Leif seguía negando con la cabeza y Assur se sorprendió agradablemente al descubrir que el falso resentimiento de las palabras del patrón bastaba para marcarle una cínica sonrisa que le iluminaba el rostro.

—Cuando éramos pequeños, mis hermanos y yo, quiero decir, siempre se le ocurría el modo de exigirnos más y más —dijo Leif con aire nostálgico—. Hiciéramos lo que hiciéramos, nunca era suficiente. Siempre había un modo mejor de hacerlo, siempre. Y cuando lo conseguíamos, buscaba la manera de liarlo todo de nuevo, reclamando cada vez algo más. —Assur entendió a qué se refería el patrón; él mismo había sufrido las recias demandas de Gutier a lo largo de su educación en Sarracín—. Y ahora… Ahora parece haberlo planeado todo para dejarme una última y complicada obligación a la que hacer frente.

El hispano seguía callado, sin entender adónde quería llegar Leif con su discurso, pero comprendió que su amigo necesitaba desahogarse y sintió el compromiso de escucharlo tanto como fuera menester. Poco después el patrón del Gnod siguió hablando.
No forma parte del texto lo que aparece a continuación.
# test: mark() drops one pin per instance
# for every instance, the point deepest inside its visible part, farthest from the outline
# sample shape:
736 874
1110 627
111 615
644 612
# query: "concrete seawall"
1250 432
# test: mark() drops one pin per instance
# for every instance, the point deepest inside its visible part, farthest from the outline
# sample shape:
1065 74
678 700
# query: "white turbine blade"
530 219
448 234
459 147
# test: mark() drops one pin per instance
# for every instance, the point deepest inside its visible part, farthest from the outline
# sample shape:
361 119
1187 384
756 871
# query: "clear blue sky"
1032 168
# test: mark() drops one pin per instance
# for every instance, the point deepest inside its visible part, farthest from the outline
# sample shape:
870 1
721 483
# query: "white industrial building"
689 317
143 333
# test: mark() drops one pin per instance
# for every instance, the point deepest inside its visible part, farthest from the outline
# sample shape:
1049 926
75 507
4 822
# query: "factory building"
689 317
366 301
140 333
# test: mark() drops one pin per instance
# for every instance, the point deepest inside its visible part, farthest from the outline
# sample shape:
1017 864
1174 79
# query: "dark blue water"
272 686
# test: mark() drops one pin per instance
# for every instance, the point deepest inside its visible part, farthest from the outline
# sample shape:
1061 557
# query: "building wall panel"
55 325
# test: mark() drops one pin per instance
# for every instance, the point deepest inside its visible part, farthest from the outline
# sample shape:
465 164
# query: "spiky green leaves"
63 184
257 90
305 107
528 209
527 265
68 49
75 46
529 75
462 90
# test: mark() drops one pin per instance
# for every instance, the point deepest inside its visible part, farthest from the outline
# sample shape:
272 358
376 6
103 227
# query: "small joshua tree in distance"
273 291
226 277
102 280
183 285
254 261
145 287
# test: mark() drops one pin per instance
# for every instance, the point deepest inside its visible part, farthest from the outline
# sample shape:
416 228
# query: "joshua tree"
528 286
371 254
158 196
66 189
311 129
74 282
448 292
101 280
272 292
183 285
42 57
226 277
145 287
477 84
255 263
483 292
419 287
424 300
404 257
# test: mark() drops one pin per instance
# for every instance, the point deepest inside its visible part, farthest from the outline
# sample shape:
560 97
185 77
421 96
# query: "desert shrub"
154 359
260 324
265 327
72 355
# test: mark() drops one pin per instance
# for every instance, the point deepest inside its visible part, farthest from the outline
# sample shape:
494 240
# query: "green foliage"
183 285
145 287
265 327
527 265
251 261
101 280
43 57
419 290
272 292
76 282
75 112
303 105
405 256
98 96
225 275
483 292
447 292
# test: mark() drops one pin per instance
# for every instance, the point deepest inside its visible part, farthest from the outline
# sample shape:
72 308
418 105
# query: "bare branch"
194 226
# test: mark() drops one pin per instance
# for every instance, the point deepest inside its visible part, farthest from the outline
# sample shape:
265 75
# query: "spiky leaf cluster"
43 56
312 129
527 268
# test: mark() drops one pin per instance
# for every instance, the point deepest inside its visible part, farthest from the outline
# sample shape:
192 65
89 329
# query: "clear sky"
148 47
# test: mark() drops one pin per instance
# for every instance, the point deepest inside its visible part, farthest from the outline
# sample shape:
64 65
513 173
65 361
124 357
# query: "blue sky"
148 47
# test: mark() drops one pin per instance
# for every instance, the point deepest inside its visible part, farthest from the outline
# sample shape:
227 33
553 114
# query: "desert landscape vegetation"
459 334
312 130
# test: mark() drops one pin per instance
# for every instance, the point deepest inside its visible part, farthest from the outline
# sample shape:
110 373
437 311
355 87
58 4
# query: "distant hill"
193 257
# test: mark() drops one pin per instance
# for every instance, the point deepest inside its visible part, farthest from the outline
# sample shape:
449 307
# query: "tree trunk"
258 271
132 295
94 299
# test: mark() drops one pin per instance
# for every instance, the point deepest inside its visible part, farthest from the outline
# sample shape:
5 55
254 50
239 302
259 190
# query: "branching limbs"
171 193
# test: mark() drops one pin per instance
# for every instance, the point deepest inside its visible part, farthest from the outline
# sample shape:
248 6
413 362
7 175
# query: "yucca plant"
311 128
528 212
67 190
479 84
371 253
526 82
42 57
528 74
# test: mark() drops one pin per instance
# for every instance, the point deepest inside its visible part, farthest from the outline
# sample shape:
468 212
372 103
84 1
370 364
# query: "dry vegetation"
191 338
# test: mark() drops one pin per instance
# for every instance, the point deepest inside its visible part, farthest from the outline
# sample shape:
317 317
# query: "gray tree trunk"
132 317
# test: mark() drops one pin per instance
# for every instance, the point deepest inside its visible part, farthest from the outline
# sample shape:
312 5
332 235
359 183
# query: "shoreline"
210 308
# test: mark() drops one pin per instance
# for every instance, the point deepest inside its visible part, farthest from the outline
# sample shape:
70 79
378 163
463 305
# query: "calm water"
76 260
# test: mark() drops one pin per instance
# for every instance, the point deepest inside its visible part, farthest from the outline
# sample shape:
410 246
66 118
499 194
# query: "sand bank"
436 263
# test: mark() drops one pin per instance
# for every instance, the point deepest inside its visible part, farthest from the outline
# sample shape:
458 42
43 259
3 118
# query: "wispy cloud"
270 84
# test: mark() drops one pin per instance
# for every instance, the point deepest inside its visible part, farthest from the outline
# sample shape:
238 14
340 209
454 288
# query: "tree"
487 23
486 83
—Aquí son algo más grandes, y tienen el plumaje más oscuro, pero en Iceland eran más rápidos… Unos animales excepcionales —aclaró Leif sin que Assur comprendiese—. En una ocasión conseguimos un polluelo, un polluelo fuerte como para poder sobrevivir a la crianza, pero aún joven, listo para adiestrarlo y enseñarle a cazar. Apuntaba maneras, era un halcón único, incomparable. —Assur echó el torso hacia atrás, comprendiendo—. Sin embargo, aunque ahora sé que el brillo en sus ojos era el de un padre orgulloso, él solo supo sugerirnos que era una pena que no fuese un águila de cola blanca…

Leif negó una vez más con la cabeza, ensanchando su sonrisa, y el hispano entendió que por la mente del patrón surcaban de nuevo añejos recuerdos que eran bienvenidos a puerto.

—¡Un águila de cola blanca! ¡Son enormes! Con garras capaces de destripar a un ternero. Son aves prodigiosas. Y solo crían en los cerrados fiordos del oeste de la
isla del hielo
, en nidos colgados de paredes de roca donde solo ellas se sienten a gusto. Pero yo quería ganarme su aprobación, yo quería que se sintiera orgulloso de mí, ¿entiendes? —preguntó girándose hacia Assur.

El ballenero asintió volviendo a recordar las severas prácticas de esgrima y arco con Gutier y Weland.

—Así que yo terminé colgado en uno de aquellos acantilados batidos por el viento, solo la fortuna del mismísimo Baldr me salvó de romperme la crisma. Rachas enloquecidas me zarandeaban de un lado a otro, mi cuerda chirriaba rozándose con las piedras del borde, acabé mareado como una cabra y batuqueado como el cántaro de una coja… Pero lo conseguí, conseguí un precioso polluelo chillón todavía con el primer plumón… Además de una aparatosa colección de cardenales y cortes en todos los rincones imaginables… Pero lo conseguí…

Un gavión pasó volando a ras de las olas y Leif soltó dos carcajadas traídas por los recuerdos.